Livreurs, serveurs, vendeurs, ont vu leurs salaires flamber aux États-Unis depuis deux ans, à cause d’une importante pénurie de main-d’œuvre. De timides signes de modération semblent apparaître, condition indispensable pour que la forte inflation ralentisse, mais les risques demeurent.
« Nous observons une réduction de la pression sur les salaires », selon Nela Richardson, la cheffe économiste de la firme ADP, entreprise qui gère les paiements de salaires et publie une enquête mensuelle sur l’emploi dans le secteur privé.
En décembre, ils ont grimpé à leur rythme le plus faible depuis mars, a montré cette étude, publiée jeudi : +7,3% sur un an pour les salariés restés fidèles à leur employeur, +15,2% pour ceux qui ont changé d’entreprise.
« C’est positif, car pour que l’inflation ralentisse, les salaires doivent progresser à un rythme sain », a souligné Nela Richardson jeudi, lors d’une conférence téléphonique.
Mais c’est une moins bonne nouvelle pour les travailleurs, car « les salaires, même à des niveaux élevés, ne suivent pas une inflation trop forte », a-t-elle nuancé.
Les deux courbes se rapprochent cependant, puisque dans le même temps, l’inflation a ralenti en novembre, à 7,1% sur un an, contre 7,7% en octobre, selon l’indice CPI, sur lequel sont indexées les retraites américaines.
Mais cette flambée des salaires « reste un risque pour l’inflation, en particulier dans les services aux consommateurs », alerte encore l’économiste.
Un manque criant de main-d’œuvre
Les chiffres officiels de l’emploi en décembre seront publiés vendredi par le département du Travail.
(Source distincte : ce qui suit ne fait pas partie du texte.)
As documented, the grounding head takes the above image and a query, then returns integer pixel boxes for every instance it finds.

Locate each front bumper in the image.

Une progression des salaires de 0,4% par rapport à novembre est attendue, contre 0,6% entre octobre et novembre.
Sur un an, la progression était de 5,1%, en recul par rapport au pic de mars 2022 (+5,6%).
Mais « les entreprises sont toujours obligées d’augmenter les salaires pour retenir les travailleurs et ont du mal à pourvoir les postes vacants », a expliqué à l’AFP Julia Pollak, cheffe économiste pour le site d’annonces d’emploi Zip Recruiter.
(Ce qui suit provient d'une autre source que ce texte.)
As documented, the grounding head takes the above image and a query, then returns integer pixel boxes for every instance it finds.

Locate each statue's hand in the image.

« Donc, la pression salariale à la hausse perdurera dans un avenir prévisible », anticipe-t-elle.
D’autant plus que le manque de main-d’œuvre risque de se prolonger.
Cette pénurie est « structurelle », et il y a « 4 millions de personnes qui manquent », avait indiqué, en décembre, le président de la banque centrale américaine (Fed), Jerome Powell.
Par conséquent, les employeurs américains, depuis deux ans, ne parviennent pas à trouver suffisamment de personnel de ménage, chauffeurs, professeurs… et, pour attirer les candidats, proposent une meilleure assurance santé, des horaires flexibles ou réduits, la possibilité de télétravailler, et de l’argent.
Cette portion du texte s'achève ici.